Not so long ago, the guys from LINBIT presented their new SDS solution – Linstor. This is a fully free storage based on proven technologies: DRBD, LVM, ZFS. Linstor combines simplicity and well-developed architecture, which allows to achieve stability and quite impressive results.
Today I would like to tell you a little about it and show how easy it can be integrated with OpenNebula using linstor_un – a new driver that I developed specifically for this purpose.
Linstor in combination with OpenNebula will allow you to build a high-performance and reliable cloud, which you can easily deploy on your own infrastructure.
Linstor is not a file system nor a block storage by itself. Linstor is an orchestrator that provides you an abstraction layer to automate the creation of volumes on LVM or ZFS, and replicate them using DRBD9.
But wait, DRBD? – Why automate it and how will it work at all?
Let’s remember the past, when DRBD8 was quite popular and its standard usage implied creating one large block device and cutting it to a lot of small pieces using the same LVM. A lot like mdadm RAID-1 but with network replication.
This approach is not without drawbacks, and therefore, with the advent of DRBD9, the principles of building storage have changed. Now a separate DRBD device is created for each new virtual machine.
The approach with independent block devices allows better utilization of space in the cluster, as well as adds a number of additional features. For example, for each such device, you can determine a number of replicas, their location and individual settings. They are easy to create/delete, make snapshots, resize, enable encryption and much more. It is worth noting that DRBD9 also supports quorum.
Resources and backends
Creating a new block device, Linstor places the necessary number of replicas on different nodes in the cluster. Each such replica will be called a DRBD-resource.
There are two types of resources:
- Data-resource — is a DRBD-device created on a node and backed by LVM or ZFS volume. At the moment there is support for several backends and their number is constantly growing. There is support for LVM, ThinLVM and ZFS, the last two allow you to create and use snapshots.

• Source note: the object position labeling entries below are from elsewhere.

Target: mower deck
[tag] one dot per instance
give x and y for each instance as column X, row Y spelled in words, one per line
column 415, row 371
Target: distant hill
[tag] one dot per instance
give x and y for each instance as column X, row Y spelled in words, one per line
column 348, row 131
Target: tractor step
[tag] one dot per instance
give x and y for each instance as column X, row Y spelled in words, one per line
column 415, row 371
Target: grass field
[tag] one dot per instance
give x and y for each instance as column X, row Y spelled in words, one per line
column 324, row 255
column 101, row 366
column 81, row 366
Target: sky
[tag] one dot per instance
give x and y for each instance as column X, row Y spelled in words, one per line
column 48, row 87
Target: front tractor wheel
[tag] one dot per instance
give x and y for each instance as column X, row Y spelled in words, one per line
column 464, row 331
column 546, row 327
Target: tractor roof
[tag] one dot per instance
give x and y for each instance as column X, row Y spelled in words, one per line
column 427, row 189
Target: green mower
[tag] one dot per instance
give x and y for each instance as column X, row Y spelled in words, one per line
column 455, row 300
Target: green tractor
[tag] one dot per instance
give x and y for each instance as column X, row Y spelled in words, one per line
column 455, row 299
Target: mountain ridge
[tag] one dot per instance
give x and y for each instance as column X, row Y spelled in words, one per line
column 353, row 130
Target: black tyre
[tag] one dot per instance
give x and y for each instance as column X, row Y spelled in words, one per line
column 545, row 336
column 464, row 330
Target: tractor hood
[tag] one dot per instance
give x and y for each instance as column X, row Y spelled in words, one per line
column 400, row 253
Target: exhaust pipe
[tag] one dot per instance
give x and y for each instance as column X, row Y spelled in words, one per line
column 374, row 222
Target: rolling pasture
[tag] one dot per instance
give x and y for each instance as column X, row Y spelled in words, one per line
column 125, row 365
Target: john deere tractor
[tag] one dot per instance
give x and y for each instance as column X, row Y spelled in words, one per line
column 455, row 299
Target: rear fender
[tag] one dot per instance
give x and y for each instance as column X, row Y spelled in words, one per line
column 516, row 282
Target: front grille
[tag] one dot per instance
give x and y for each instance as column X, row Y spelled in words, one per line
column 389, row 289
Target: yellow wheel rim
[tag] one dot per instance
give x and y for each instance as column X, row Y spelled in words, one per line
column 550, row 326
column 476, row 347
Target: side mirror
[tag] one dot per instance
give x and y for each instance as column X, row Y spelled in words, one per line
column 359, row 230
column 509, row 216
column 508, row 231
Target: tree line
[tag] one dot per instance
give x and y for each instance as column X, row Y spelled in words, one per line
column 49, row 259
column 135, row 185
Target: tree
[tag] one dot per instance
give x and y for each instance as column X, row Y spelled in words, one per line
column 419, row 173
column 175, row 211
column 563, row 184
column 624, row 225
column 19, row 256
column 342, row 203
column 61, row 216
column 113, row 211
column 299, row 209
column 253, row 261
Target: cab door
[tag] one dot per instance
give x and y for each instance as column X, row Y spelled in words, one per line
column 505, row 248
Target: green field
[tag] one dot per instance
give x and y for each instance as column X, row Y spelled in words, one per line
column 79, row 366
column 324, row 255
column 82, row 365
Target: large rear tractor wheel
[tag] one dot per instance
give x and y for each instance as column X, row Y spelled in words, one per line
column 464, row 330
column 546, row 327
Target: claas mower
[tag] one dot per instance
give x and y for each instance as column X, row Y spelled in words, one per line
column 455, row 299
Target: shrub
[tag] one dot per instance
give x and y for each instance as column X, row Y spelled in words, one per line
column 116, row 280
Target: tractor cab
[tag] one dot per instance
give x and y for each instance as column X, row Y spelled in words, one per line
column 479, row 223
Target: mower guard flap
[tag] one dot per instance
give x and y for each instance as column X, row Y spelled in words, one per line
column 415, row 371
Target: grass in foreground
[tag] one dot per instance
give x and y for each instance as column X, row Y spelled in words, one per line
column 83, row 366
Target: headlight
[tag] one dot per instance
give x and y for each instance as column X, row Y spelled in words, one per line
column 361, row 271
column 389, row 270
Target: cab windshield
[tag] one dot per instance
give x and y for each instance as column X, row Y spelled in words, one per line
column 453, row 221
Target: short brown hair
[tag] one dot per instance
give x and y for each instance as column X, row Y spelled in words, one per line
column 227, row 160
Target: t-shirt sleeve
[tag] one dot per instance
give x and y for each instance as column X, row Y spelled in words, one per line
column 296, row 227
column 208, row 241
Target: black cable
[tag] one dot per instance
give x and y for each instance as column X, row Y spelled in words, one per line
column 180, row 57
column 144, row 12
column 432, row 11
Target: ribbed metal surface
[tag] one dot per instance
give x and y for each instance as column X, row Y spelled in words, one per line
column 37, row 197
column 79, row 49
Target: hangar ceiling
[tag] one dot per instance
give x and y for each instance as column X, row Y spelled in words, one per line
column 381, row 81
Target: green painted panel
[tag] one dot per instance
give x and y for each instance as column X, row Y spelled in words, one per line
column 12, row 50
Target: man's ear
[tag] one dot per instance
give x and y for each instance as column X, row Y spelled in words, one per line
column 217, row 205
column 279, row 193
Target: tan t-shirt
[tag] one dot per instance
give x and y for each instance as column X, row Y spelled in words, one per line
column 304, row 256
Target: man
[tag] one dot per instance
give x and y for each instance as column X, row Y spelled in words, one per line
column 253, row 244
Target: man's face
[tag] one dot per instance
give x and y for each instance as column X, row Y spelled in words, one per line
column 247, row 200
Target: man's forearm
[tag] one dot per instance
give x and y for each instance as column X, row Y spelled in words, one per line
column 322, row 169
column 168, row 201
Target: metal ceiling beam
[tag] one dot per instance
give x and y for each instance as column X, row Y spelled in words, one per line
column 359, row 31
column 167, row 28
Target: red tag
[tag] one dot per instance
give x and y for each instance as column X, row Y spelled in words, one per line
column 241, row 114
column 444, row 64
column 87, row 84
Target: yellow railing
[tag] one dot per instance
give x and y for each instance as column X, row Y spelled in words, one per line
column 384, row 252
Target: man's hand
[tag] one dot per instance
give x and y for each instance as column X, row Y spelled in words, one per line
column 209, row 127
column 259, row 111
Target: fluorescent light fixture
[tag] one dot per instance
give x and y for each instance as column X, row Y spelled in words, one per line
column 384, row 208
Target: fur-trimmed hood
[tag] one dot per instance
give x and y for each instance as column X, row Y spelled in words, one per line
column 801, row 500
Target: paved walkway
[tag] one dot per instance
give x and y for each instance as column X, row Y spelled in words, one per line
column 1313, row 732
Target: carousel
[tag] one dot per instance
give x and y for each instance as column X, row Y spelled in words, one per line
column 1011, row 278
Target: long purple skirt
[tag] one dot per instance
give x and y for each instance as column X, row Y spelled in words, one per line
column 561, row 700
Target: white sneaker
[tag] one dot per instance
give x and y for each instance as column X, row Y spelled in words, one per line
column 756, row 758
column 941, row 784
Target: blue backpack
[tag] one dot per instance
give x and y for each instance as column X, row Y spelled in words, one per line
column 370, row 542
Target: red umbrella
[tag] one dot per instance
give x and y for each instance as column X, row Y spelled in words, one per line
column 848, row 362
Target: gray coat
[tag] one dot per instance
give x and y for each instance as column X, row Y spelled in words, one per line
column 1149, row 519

- Diskless-resource — is a DRBD-device created on a node without any backend, but allows you to use it like a regular block device, all read/write operations will be redirected to data-replicas. The closest analogue to Diskless-resource is iSCSI LUN.
Each DRBD resource can have up to 8 replicas, and only one of them can be active by default — Primary, all others will be Secondary and they will be impossible to use as long as there is at least one Primary resource existing, so they will just replicate all data between themselves.
By mounting a DRBD-device, it automatically becomes Primary, so even a Diskless resource can be Primary according DRBD terminology.
So why is Linstor needed?
As it delegates all resource-intensive tasks to the kernel, Linstor is essentially a regular Java application that allows you to easily automate the creation and management of DRBD resources. At the same time, each resource created by Linstor will be an independent DRBD cluster, which can work independently of the state of the control-plane and other DRBD resources.
Linstor consists of only two components:
- Linstor-controller— The main controller that provides an API for creating and managing resources. It also communicates with the satellites, checking the free space and schedules a new resources on them. It is working in single instance and uses a database that can be either internal (H2) or external (PostgreSQL, MySQL, MariaDB)
- Linstor-satellite— It is installed on all storage nodes and provides an information about free space to the controller, as well as performs the tasks received from the controller to create and delete new volumes and DRBD devices on top of them.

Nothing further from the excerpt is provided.